You're a nerd, go to Gamestop.

I was going to dish out a giant rant about Batman: Arkham Asylum and Marvel Ultimate Alliance 2 each having their own Gamestop preorder exclusives and how I thought it was a horrible trend of having exclusives tied to stores, yadda, yadda.

I'm not going to bother, though for several reasons - for one, both games are quite good on their own, and the exclusives aren't going to make them or break them. The second reason, glaringly obvious, it that it's way too late to complain about this sort of marketing.
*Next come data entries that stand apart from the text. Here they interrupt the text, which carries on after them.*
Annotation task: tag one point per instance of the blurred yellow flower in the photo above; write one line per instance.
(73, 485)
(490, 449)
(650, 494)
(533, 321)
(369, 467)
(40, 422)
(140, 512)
If Namco didn't get a beatdown from fans two years ago for selling people game levels that may have been already on the retail disk of Beatiful Katamari but not unlockable until paid for, then I can hardly see how complaining would do any good in this case - and the Gamestop exclusive idea isn't nearly as evil as my example. I guess the third reason is that there are a lot of Gamestops out there. Gamestop does bill themselves as "the world's largest video game and entertainment software retailer" so I presume most people that can read this on the internet can either find a Gamestop at their local mall or preorder games from their website. Gamestop is certainly more nerd-friendly in general than my local Walmart. I had it in my mind that Walmart actually sold more video games than Gamestop does, but it hardly matters to Walmart if a game company tries to drag a few people across town to Gamestop, since a lot of those people are still going to Walmart for sundries and food anyway.

From a marketing standpoint, I would assume that game companies would rather have a Gamestop exclusive than a Walmart exclusive for action titles, since the perception is that Gamestop is closer to the true "hardcore gamer" demographic. What's Walmart ever had as a game exclusive? Chibi-Robo Park Patrol for Nintendo DS? (What's that about?)